When we talk of genetic enhancement, of course, we enter a domain of furious argument, of moral questions about whether or not we should try to improve upon biology, and to undermine, in the words of Leon Kass, “the idea of humanness and of our human life and the meaning of our embodiment and our relation to ancestors and descendants”. (Kass was speaking in the context of in vitro fertilisation, but it might well have been about stem cell research, or even gene doping.)

I had blogged on just this subject a few weeks ago on my cricket blog, where I’d written:

The opposition to genetic engineering and stem-cell research today is identical in nature to the opposition to birth control and in virto fertilisation, and as misguided. If we went by the logic behind it – that we should accept our biological destiny and not try to control it – then we'd be against antibiotics and vaccination and angioplasty and vitamin pills as well. The average lifespan of humans has increased, in the US, from around 45 to around 78 in the 100 years of the 20th century, and this is all because of one reason – that, unique among species, to a gradually increasing extent, we have the ability to transcend biology.

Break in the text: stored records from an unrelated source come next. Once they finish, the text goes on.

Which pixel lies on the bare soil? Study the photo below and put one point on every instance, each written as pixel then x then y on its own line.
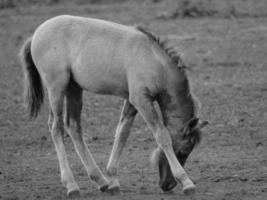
pixel 229 76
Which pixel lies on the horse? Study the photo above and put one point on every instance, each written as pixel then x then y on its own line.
pixel 70 54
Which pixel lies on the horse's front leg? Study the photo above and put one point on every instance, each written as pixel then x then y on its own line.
pixel 145 107
pixel 122 132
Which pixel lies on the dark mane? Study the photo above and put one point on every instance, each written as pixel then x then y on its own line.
pixel 195 135
pixel 169 50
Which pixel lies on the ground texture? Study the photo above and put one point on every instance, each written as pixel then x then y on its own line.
pixel 229 75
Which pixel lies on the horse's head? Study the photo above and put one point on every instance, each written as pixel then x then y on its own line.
pixel 183 146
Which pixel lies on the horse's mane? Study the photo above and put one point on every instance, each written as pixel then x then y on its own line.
pixel 164 44
pixel 195 136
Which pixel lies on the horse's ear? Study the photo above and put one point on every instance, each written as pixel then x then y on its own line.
pixel 193 123
pixel 202 124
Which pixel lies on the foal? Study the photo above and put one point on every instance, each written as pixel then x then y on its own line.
pixel 69 54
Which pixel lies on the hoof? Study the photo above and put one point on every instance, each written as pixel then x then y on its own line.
pixel 189 190
pixel 114 190
pixel 74 193
pixel 113 187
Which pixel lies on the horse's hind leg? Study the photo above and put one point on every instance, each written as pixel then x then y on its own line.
pixel 122 132
pixel 73 125
pixel 56 125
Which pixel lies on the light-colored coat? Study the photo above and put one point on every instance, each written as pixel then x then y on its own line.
pixel 70 54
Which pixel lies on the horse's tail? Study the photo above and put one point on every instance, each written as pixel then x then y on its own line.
pixel 33 89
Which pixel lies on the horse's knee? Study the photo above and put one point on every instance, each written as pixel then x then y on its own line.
pixel 57 128
pixel 163 138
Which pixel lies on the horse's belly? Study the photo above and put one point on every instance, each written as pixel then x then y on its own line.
pixel 101 80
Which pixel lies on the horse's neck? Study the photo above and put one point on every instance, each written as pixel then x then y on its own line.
pixel 176 103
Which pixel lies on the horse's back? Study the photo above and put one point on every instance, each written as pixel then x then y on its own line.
pixel 96 52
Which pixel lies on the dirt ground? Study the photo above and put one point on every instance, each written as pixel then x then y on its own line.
pixel 229 76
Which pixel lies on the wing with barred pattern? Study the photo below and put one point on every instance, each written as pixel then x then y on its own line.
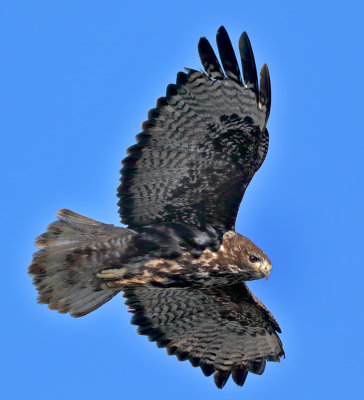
pixel 223 330
pixel 201 145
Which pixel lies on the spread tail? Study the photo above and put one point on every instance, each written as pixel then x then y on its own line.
pixel 72 251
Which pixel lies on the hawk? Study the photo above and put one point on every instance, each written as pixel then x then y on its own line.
pixel 179 263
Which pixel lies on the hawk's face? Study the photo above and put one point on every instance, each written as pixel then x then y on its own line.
pixel 248 257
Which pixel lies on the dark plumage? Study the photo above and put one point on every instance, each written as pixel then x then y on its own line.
pixel 179 262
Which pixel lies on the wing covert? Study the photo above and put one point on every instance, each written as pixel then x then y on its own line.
pixel 200 146
pixel 222 330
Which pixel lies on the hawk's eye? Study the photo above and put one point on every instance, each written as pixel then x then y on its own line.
pixel 253 259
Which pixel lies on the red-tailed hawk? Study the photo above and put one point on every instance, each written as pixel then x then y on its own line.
pixel 179 262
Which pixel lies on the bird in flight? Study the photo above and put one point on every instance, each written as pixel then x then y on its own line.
pixel 179 263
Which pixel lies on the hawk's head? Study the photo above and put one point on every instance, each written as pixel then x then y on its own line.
pixel 249 258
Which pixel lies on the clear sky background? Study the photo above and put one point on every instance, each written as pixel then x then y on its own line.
pixel 77 80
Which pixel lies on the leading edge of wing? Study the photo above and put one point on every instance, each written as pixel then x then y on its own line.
pixel 214 71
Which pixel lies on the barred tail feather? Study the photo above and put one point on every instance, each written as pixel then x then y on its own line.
pixel 72 251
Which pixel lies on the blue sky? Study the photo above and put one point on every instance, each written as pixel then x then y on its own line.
pixel 77 81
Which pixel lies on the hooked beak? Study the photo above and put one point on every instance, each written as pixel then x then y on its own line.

Is it not absurd, then, to transcend biology in every other sphere but sport, which is meant to showcase the fittest humans? I had written:

Is it okay for someone who has muscular dystrophy to seek treatment through gene therapy? Clearly, yes. Is it okay, then, for someone to use the same therapy for cosmetic purposes? Well, if you can get a boobjob or a facelift, surely it is. In that case, is it wrong for the same therapy to be used for sporting purposes? If we can strive to improve our bodies for any other purpose, why not to win medals or excel in sport? And why should sportsmen not have access to the same tools that non-sportsmen do?


On the whole, I agree with Sullivan that there is little we can do to regulate the use of drugs in sports – as he says, “the steroid technology almost always out-strips the testing technology”. But the difference in future will be that doping in sport will be far more advanced than steroid use, and the lines between genetic “doping” for sport and genetic enhancement for health and lifestyle reasons will be harder to determine.

We begin life, and sport, with a set of imponderables – the abilities that we are born with. Surely we all deserve an equal opportunity to go beyond.